Polls reveal 2 ways Scotus decisions shape society, one positive, another not so much

Here’s an interesting juxtaposition of polls showing how one emotional national controversy can develop and endure bitterly for decades while another doesn’t, both thanks to the timing of landmark Supreme Court decisions.

A  new Gallup Poll out this week shows support for same-sex marriage has held in the 60-to-mid-60s range since the Supreme Court approved it four years ago next month.

Support for gay marriage has been trending upward since 1996 when Gallup first asked the question and found only 27 percent approval.

Now, let’s look at the divisive issue of abortion. It was issued by the Supreme Court in 1973, the Roe v Wade decision.

Gallup has found two kinds of public approval in the ensuing years:

  • Approval only under certain circumstances began at 54 percent in 1976, jumped to 61 percent in 1998 and then drifted down to 50 percent last year.
  • Approval under all circumstances began at 22 percent in 1976, increased to 34 percent in 1993 and drifted back down to 29 percent last year.
  • Illegal under any circumstances was 22 percent in 1976, dropped to 15 percent in 1993 and 1998 and stabilized at 18 percent through last year.

The issues are, of course, different in the sense that one deals with social customs while the other deals with permanently ending a pregnancy and the unborn life involved.

What they have in common though, is they are highly divisive, emotional issues decided by the Supreme Court but the timing was drastically different.

In 1973, the Court was under Chief Justice Warren Burger, a Nixon appointee. Ultimately, Nixon would be disappointed that Burger did not help overturn some of the more liberal decisions of the previous court under Earl Warren.

Burger, in fact, joined the ruling majority in Roe v Wade, finding a right to privacy in the Constitution’s Fourteenth Amendment that protects a pregnant woman’s liberty to choose whether or not to have an abortion.

But look at the poll numbers from the 1970s.

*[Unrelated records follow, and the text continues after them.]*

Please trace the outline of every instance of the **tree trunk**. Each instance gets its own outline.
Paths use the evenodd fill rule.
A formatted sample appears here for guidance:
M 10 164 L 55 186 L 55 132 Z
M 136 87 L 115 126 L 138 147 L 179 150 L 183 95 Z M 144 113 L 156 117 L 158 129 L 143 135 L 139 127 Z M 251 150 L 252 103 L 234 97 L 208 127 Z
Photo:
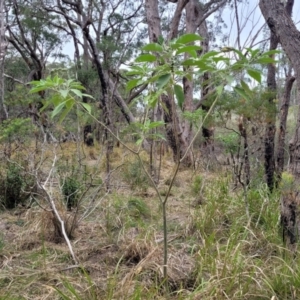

Whatever the arguable legal justifications for the decision, it was in effect forced onto a society a large portion of which disagreed — and still disagrees.

In fact, the abortion issue is likely once again to be one of the more divisive topics in the next 529 campaign days. By the way, our colleague Jazz Shaw has an interesting post here on how media pre-shape the abortion issue through slanted vocabulary choices.

Now, look at the 2015 same-sex marriage court decision.

It was a 5-4 ruling, closer than the 7-2 Roe ruling. But the court did not accept the case and make the decision until the nation’s social consensus had already reached about six-in-ten approval. The result seemed less forcing a ruling onto the country and more simply ratifying what the people had already largely decided.

Perhaps a valuable lesson in there suggesting that sometimes it is actually better for national comity for a court to dodge finally settling some issues until they are socially ripe, as well as legally ripe for settlement.